Из сеней вышел Сафрон, пошел к воротам и долго, как пятно старого портрета, чернел в рамке раскрытой калитки. Вокруг него все больше густела синь, и наконец темнота проглотила неясный высокий контур. Еще кто-то переступил порог.
«Будто окружное начальство… Как его?.. Почему же Марта не выходит? Где-то Лифер прицепился, как репейник. Гнилье трухлявое. Еще посмотрим, чья возьмет. Врешь, чтобы я девушку в руки барышника отдал…»
— Кого высматриваете, Сафрон Андреевич?
— Да…одного гостя, — тихо с паузами отозвался голос Варчука.

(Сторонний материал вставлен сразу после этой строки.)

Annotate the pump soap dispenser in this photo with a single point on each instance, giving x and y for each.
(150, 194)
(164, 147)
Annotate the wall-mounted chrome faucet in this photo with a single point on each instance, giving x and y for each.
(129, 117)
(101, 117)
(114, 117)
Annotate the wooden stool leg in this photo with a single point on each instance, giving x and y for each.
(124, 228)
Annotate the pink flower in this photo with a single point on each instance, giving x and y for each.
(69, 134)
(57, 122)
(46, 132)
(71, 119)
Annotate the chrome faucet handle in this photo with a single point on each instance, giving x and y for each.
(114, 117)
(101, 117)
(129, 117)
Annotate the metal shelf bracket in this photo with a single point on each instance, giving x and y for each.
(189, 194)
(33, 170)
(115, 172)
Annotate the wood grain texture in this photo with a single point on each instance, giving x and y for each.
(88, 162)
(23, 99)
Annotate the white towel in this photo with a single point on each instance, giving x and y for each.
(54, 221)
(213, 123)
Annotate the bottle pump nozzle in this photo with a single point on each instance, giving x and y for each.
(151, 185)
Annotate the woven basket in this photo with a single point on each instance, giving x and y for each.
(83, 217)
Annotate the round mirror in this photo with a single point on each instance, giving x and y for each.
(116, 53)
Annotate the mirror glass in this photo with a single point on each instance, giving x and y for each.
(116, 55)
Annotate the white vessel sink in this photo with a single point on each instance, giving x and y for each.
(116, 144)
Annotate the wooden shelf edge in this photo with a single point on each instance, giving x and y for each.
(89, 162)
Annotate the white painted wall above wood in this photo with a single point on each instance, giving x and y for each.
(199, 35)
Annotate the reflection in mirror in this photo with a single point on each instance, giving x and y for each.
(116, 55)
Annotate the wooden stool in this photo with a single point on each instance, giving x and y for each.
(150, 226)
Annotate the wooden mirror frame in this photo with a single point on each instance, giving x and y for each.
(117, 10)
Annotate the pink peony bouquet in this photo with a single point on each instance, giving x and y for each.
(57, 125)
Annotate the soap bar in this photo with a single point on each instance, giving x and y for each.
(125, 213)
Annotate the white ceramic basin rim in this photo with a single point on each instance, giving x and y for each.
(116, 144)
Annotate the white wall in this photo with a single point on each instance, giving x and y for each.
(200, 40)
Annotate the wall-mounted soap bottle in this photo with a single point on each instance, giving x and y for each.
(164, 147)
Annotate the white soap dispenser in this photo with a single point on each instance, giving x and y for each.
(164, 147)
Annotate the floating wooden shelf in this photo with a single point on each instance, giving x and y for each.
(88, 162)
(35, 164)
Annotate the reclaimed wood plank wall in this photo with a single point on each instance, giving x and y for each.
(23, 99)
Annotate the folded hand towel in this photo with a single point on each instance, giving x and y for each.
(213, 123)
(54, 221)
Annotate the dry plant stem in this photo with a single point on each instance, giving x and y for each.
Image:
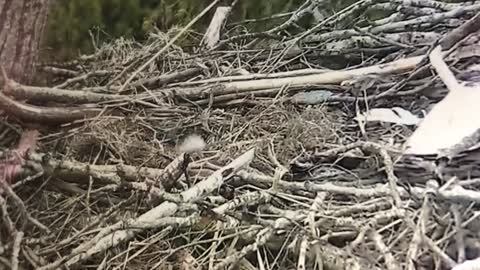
(331, 77)
(161, 215)
(83, 77)
(439, 252)
(16, 249)
(108, 174)
(314, 208)
(212, 35)
(390, 261)
(170, 43)
(460, 235)
(36, 114)
(443, 71)
(370, 147)
(454, 36)
(302, 253)
(47, 94)
(418, 233)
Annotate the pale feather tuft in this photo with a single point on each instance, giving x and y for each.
(192, 143)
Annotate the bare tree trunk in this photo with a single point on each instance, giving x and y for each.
(22, 24)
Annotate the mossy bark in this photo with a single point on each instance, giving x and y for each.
(22, 24)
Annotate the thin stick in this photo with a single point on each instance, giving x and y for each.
(170, 43)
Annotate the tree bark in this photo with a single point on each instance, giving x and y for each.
(22, 24)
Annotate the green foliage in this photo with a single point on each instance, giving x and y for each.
(71, 20)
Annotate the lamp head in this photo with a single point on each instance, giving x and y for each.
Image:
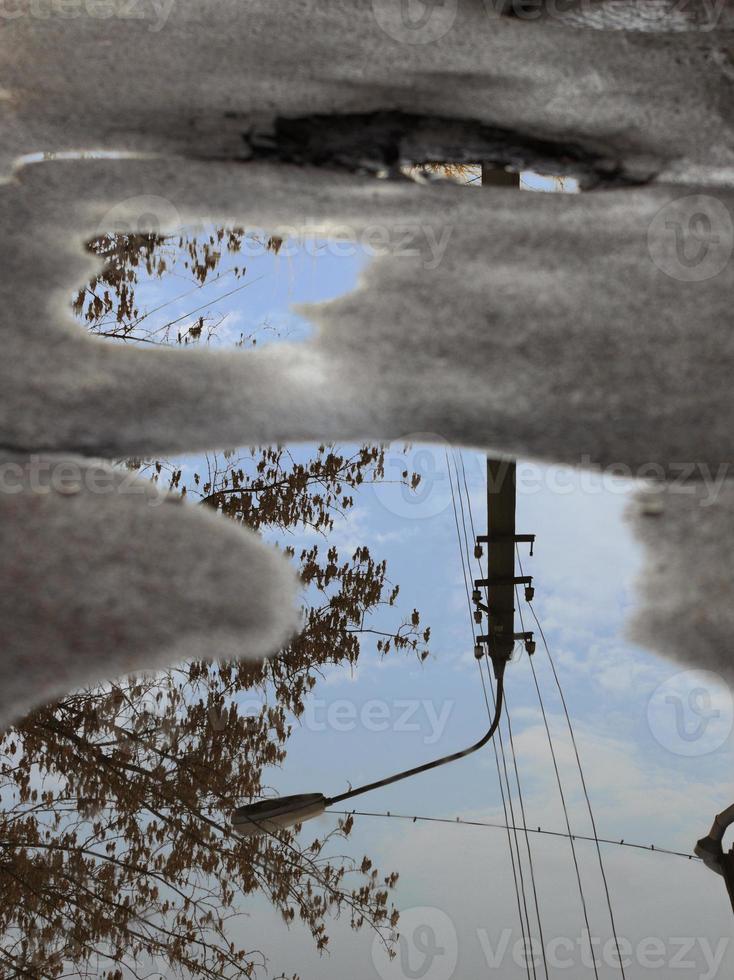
(267, 816)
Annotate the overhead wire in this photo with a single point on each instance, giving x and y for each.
(462, 821)
(562, 795)
(516, 871)
(509, 729)
(581, 774)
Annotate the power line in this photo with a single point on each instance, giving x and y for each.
(460, 821)
(509, 729)
(581, 774)
(515, 868)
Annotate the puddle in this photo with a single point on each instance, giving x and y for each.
(215, 287)
(384, 677)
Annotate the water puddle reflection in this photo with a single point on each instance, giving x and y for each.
(536, 849)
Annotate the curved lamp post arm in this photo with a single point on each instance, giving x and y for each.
(436, 762)
(268, 816)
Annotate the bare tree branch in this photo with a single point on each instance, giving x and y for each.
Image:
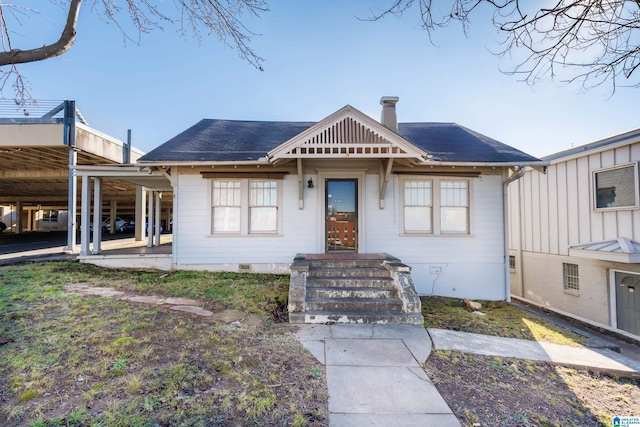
(590, 41)
(67, 38)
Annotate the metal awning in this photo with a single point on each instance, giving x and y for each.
(621, 249)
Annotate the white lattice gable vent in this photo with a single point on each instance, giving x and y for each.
(347, 133)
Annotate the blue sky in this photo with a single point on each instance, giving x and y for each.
(318, 58)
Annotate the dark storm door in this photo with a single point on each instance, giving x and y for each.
(341, 215)
(628, 302)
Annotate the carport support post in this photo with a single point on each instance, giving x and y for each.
(18, 217)
(72, 201)
(85, 210)
(158, 197)
(97, 215)
(112, 217)
(140, 213)
(150, 219)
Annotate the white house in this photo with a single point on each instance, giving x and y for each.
(575, 233)
(250, 196)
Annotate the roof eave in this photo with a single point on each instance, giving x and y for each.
(485, 164)
(623, 257)
(261, 162)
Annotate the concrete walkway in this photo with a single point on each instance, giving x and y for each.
(375, 375)
(594, 359)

— Наверное, важного? Вижу: несколько раз выходили. А вы спроста не будете… — заклокотал смешок, и Дмитрий не расслышал последние слова.
— Гость порядочный.
— Не Емельян ли Крупяк?
— Он. А ты откуда знаешь?
— Еще бы не знать.
— Он на Покрова иногда заскакивает ко мне. Это дорогой для него день.

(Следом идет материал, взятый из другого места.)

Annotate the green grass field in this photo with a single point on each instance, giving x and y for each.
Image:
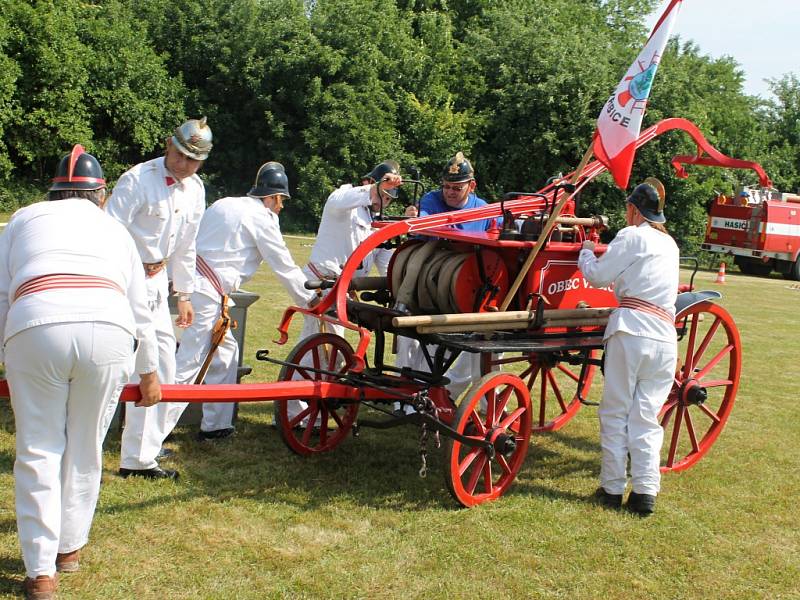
(250, 520)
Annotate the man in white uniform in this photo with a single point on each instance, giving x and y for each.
(72, 300)
(160, 202)
(642, 262)
(235, 235)
(346, 222)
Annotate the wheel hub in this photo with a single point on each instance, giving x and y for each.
(693, 393)
(503, 442)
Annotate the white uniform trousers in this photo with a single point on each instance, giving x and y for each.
(464, 371)
(639, 373)
(146, 428)
(193, 349)
(65, 380)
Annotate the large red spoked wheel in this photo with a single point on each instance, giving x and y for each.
(553, 385)
(324, 422)
(706, 381)
(496, 408)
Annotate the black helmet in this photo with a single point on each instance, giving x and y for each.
(648, 197)
(381, 170)
(78, 171)
(458, 169)
(271, 179)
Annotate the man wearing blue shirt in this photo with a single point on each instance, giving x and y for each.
(457, 193)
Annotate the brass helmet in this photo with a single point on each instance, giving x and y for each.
(458, 170)
(193, 139)
(271, 179)
(78, 170)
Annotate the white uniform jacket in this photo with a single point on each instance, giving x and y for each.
(73, 237)
(235, 235)
(642, 263)
(346, 222)
(162, 215)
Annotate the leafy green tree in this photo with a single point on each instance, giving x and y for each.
(781, 118)
(82, 73)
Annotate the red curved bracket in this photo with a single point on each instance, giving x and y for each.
(706, 155)
(712, 156)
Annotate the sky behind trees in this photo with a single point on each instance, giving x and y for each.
(761, 36)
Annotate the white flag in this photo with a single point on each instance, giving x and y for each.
(620, 120)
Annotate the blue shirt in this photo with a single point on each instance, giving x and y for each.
(433, 203)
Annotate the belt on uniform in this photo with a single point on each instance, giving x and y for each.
(153, 269)
(647, 307)
(64, 281)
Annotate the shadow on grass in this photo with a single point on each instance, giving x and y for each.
(10, 584)
(379, 469)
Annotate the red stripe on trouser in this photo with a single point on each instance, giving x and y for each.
(206, 271)
(64, 281)
(644, 306)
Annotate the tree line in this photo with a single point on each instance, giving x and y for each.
(331, 87)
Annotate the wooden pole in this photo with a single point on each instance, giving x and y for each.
(551, 222)
(522, 316)
(511, 325)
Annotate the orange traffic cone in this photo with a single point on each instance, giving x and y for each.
(721, 274)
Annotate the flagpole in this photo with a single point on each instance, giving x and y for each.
(543, 236)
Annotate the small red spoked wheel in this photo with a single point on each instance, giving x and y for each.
(706, 381)
(496, 409)
(324, 422)
(553, 385)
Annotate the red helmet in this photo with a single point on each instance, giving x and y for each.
(78, 170)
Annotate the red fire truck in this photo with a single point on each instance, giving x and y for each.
(760, 228)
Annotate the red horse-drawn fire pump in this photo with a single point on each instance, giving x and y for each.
(515, 298)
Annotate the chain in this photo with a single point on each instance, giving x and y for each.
(423, 451)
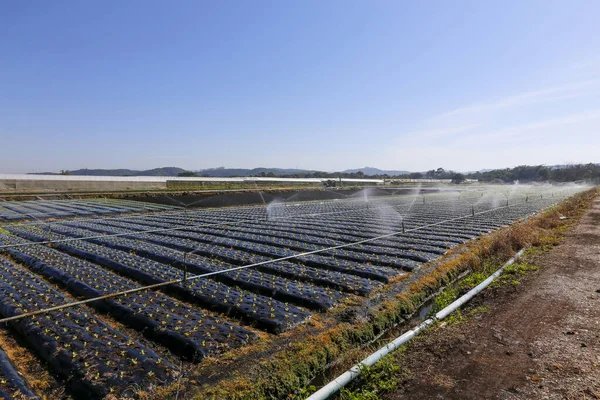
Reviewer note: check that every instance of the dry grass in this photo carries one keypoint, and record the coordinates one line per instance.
(28, 366)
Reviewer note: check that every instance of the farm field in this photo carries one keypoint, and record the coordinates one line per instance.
(225, 277)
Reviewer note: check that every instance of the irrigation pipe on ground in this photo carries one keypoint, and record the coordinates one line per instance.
(194, 277)
(338, 383)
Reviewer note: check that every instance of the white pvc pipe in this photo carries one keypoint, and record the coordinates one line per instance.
(338, 383)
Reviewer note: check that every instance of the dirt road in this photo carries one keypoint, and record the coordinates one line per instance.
(539, 339)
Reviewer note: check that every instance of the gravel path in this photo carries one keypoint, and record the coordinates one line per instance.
(539, 340)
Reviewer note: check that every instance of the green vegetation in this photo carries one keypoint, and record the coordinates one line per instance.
(541, 173)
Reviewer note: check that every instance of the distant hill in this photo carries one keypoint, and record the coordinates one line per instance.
(370, 171)
(226, 172)
(221, 172)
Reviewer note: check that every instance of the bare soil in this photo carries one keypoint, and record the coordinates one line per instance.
(539, 339)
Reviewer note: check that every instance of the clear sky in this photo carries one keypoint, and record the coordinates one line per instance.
(322, 84)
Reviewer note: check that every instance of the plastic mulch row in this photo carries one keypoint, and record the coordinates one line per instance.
(260, 311)
(188, 332)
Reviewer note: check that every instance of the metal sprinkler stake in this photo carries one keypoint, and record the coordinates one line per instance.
(184, 269)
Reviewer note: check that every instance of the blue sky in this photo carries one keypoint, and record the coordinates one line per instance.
(326, 85)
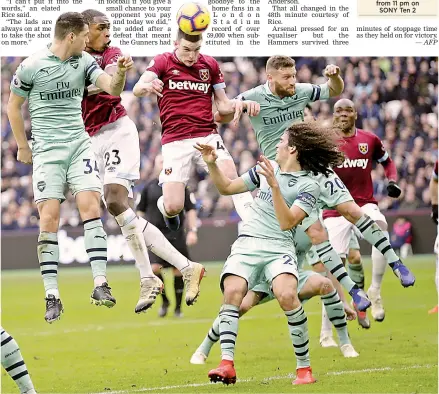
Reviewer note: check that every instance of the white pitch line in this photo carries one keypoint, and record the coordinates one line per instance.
(141, 324)
(289, 376)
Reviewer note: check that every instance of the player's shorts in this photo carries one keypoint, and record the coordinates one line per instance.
(353, 242)
(178, 240)
(265, 287)
(332, 191)
(180, 156)
(117, 151)
(436, 245)
(340, 230)
(312, 256)
(58, 165)
(257, 259)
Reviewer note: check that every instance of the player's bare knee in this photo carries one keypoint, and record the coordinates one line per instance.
(116, 198)
(325, 286)
(317, 233)
(354, 256)
(235, 289)
(156, 268)
(173, 206)
(288, 299)
(350, 210)
(319, 268)
(49, 216)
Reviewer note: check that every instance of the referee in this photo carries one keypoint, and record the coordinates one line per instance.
(180, 239)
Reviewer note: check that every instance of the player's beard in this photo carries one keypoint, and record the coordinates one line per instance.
(282, 92)
(344, 126)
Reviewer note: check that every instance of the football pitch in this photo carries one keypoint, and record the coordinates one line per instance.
(99, 350)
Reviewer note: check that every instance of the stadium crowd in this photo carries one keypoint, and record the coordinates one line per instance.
(396, 98)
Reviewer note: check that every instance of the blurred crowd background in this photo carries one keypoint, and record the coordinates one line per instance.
(396, 98)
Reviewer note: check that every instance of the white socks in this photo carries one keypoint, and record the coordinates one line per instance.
(130, 227)
(159, 245)
(379, 265)
(326, 329)
(242, 204)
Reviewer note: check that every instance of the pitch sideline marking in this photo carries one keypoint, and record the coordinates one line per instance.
(289, 376)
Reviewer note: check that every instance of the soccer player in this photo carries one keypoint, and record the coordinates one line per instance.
(53, 79)
(115, 142)
(362, 149)
(14, 365)
(434, 203)
(185, 82)
(310, 284)
(282, 102)
(179, 239)
(265, 247)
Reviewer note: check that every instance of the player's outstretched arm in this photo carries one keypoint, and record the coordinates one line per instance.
(434, 195)
(115, 84)
(16, 120)
(335, 82)
(231, 110)
(287, 217)
(148, 84)
(225, 185)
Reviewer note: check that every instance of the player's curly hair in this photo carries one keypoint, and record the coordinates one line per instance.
(69, 22)
(188, 37)
(318, 147)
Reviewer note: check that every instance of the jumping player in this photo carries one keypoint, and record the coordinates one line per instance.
(116, 145)
(287, 196)
(282, 102)
(434, 201)
(54, 79)
(185, 82)
(362, 149)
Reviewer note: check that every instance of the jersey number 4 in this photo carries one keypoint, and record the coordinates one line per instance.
(88, 166)
(337, 182)
(116, 159)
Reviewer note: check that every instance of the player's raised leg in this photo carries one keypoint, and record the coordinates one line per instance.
(310, 285)
(225, 161)
(200, 355)
(14, 365)
(356, 272)
(377, 237)
(95, 240)
(332, 261)
(48, 256)
(285, 290)
(235, 288)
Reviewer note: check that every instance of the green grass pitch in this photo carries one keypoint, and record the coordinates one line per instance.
(99, 350)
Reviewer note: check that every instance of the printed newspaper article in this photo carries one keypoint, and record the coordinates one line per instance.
(286, 139)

— Еще бы не дорогим был. Спасли тогда Емельяна. В двадцать первом дело было… Навряд, чтоб он сегодня прибыл.
— Что-то случилось? — глуше зазвучали тревожные нотки.

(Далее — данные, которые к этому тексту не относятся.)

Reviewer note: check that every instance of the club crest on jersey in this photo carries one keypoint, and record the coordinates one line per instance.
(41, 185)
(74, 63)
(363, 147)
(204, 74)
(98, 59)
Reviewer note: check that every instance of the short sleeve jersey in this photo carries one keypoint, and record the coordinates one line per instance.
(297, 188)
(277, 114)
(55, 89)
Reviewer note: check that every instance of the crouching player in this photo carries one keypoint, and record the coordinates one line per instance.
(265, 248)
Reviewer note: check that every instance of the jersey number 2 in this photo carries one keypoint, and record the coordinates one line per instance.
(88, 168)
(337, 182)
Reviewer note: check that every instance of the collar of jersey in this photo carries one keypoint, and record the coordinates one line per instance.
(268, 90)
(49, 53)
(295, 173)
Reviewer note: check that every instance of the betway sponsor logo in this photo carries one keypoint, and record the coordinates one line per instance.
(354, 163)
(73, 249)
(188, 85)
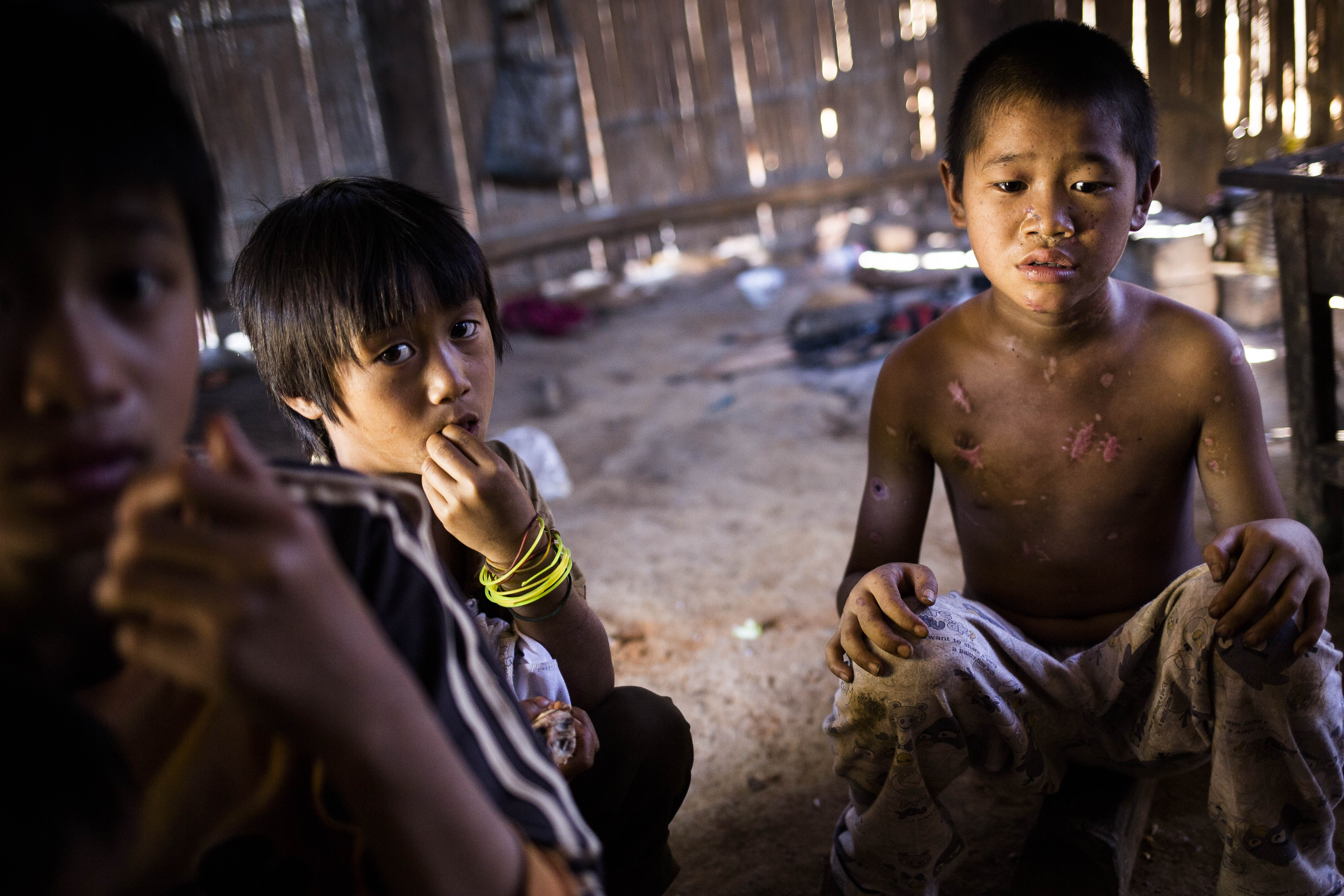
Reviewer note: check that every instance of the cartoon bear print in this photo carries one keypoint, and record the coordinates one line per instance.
(906, 718)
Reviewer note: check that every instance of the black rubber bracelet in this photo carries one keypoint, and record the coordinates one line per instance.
(569, 586)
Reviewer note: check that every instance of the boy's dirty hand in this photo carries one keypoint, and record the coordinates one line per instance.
(222, 583)
(585, 751)
(475, 495)
(1271, 570)
(878, 610)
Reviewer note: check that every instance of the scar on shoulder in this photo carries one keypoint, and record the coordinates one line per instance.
(1080, 441)
(959, 397)
(971, 456)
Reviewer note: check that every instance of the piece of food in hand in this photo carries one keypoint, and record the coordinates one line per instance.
(557, 726)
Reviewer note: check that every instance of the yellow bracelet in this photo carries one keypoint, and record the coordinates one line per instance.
(537, 586)
(523, 555)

— Нет… Емельян, кажется, на повышение пошел, — и в тех последних «ш» зашипела плохо скрываемая зависть.
— Парень шустрый.
— Какой там шустрый! Безрассудный! Разве он имеет право приезжать сюда на Покрова? Чтобы люди видели? Детское хвастовство. Мирошниченко как пронюхает… Тоже мне упрямство.
— Ну, ты этого не говори. Смелый! А когда ко мне приезжает, то никакой дурной глаз не увидит.
— Теперь не смелость, а осторожность имеет больший вес. Не те времена.
— Так что же с Емельяном?
— Слышал краешком уха: в Винницу послали его погостить. Там в отделе Академии наук Отамановский сидит — мужчина не без интереса. Прямо на глазах ожил, с тех пор как Грушевский из-за границы вернулся.
— Что-то прохладно стало, идите в дом.
Огонек спички птахой забился в фонаре сложенных просвечивающихся ладоней, на мгновение вырвал из темноты половину нахмуренного лица Варчука и потух. Тихо, словно от ветра, скрипнула калитка.
Сафрон остановился.
— Кто там?
— Это я, — отозвал стариковский женский голос.
«Мать Варчука», — узнает Дмитрий. И как сквозь туман в воображении увидел сгорбленную, засушенную бабушку, которую, обобрав до нити, Варчук выгнал из дому. Только благодаря Аграфене снял угол, и то подальше от своего дома: все меньше будет ходить.
— Иди, Петр, в дом. Я через минуту зайду. — Под шелест шагов неуверенно, словно ощупывает землю, постукивает палка.
— Добрый вечер, сынок. С праздником тебя, — дрожит безрадостное несмелое слово. Так, будто оно кого-то просит и боится, боится.
— С праздником, мама, — металлически натягивается голос. — Вы не могли лучшего времени выбрать, только теперь, когда гости?
— Я думала, сынок, в праздник…
— Мало чего думали. Не посажу же я вас за стол вместе с людьми.
— А зачем мне за стол… Отсиделось мое. Я к челяди пойду. Холодно у меня в доме. Сырость в кости заходит. Вспомнила, как мы вместе жили, как я тебя растила… Ты не сердись. Я к челяди пойду. Софья меня не обидит.